Royal Dutch Shell reported full year current cost of supply earnings of $27.6bn (£14bn), a record for a European company, despite lower oil and gas production and weaker refining margins.

Higher oil prices and one-off items helped lift profits by 9 per cent from the previous year and offset lower production figures at Europe’s biggest oil company.

For the year oil and gas production fell to 3.315m barrels a day of oil equivalent, down 4.5 per cent compared to 2006.

Fourth quarter earnings on a current cost of supply basis were $6.7bn compared to $6bn a year ago, with fourth quarter production figures falling to 3.436m barrels of oil equivalent from 3.645m in the same quarter last year.

“Overall these are satisfactory results,” said Jeroen van der Veer, chief executive, adding that the fourth quarter suffered from “weak refining margins”.

Exploration and production segment earnings were $4.9bn compared to $3.5bn a year ago, reflecting the impact of higher oil and gas prices on revenues.

But Shell said its fourth quarter and year end exploration and production results were nevertheless held back by higher taxes, royalty charges and higher costs. In addition, earnings were impacted by lower profits from the Sakhalin project, as a consequence of its partial divestment in the second quarter, as well as a fire at its 155,000 bpd Athabasca oil sands mine in Canada.

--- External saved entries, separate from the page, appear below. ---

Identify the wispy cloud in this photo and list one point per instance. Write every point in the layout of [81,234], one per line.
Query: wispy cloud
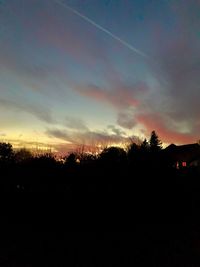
[38,111]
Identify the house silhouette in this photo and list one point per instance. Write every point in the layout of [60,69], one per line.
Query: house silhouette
[184,155]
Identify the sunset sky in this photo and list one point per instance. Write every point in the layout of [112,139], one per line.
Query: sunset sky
[97,72]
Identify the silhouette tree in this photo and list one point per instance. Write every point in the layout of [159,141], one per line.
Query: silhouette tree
[6,153]
[23,155]
[155,142]
[113,155]
[144,146]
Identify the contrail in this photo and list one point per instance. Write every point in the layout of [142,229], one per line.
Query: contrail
[132,48]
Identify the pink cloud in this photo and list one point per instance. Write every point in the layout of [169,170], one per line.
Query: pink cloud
[120,98]
[155,122]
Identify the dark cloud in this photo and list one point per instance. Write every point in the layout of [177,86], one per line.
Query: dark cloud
[178,59]
[126,120]
[90,138]
[116,130]
[75,123]
[119,97]
[57,133]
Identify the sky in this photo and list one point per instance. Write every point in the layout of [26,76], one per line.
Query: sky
[99,72]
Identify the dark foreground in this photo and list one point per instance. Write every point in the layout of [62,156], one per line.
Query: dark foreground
[111,217]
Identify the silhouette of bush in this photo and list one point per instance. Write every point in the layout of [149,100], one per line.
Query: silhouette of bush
[113,156]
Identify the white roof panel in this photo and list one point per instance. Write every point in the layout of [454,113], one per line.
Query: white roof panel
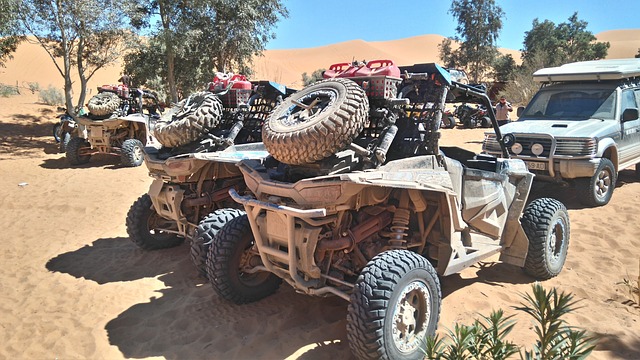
[610,69]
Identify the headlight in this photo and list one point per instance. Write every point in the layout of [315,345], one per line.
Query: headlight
[537,149]
[516,148]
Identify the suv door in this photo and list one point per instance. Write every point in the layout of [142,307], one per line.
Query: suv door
[629,146]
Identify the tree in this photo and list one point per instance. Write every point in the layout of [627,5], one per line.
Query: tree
[316,75]
[479,23]
[553,45]
[9,38]
[206,36]
[85,35]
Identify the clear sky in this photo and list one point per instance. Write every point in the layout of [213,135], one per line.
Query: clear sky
[314,23]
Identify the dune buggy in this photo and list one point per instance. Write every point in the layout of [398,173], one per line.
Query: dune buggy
[376,213]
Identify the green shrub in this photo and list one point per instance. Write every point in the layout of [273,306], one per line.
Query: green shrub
[485,339]
[52,96]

The oil products segment’s current cost of supply earnings were $876m compared to $1.47bn in the fourth quarter in 2006, impacted by lower refining margins and higher operating costs. Margins were impacted by downtime at refinery units, in particular the 458,000 bpd capacity Bukom refinery in Singapore.

End year results were also held up by Shell’s “corporate” line, which books earnings from higher insurance underwriting income, improved interest income and favourable foreign exchange movements. Shell’s full year corporate earnings were $1.387bn compared to $294m in 2006.

Excluding a net gain to non-operating items of $963m, fourth-quarter current cost of supply net income was $5.74bn. This compares with an average forecast of $6.1bn in a Reuters poll of nine analysts.

Most analysts still maintain a buy recommendation for Shell, despite concerns over its falling output. The company has been battered by militant attacks in Nigeria, which have shut down 189,000 bpd of the company’s output there. Shell’s stake in the Sakhalin-2 project was also halved to 27.5 percent last year, after Russia’s state run Gazprom completed its purchase of a majority stake in the project.

The company has also surprised analysts by not publishing a reserves update until it prints its annual report. “We regard this as regrettable,” said an analyst note from Dresdner Kleinwort.

Shell shares, which have risen 4 per cent in the last year, opened 1 per cent lower.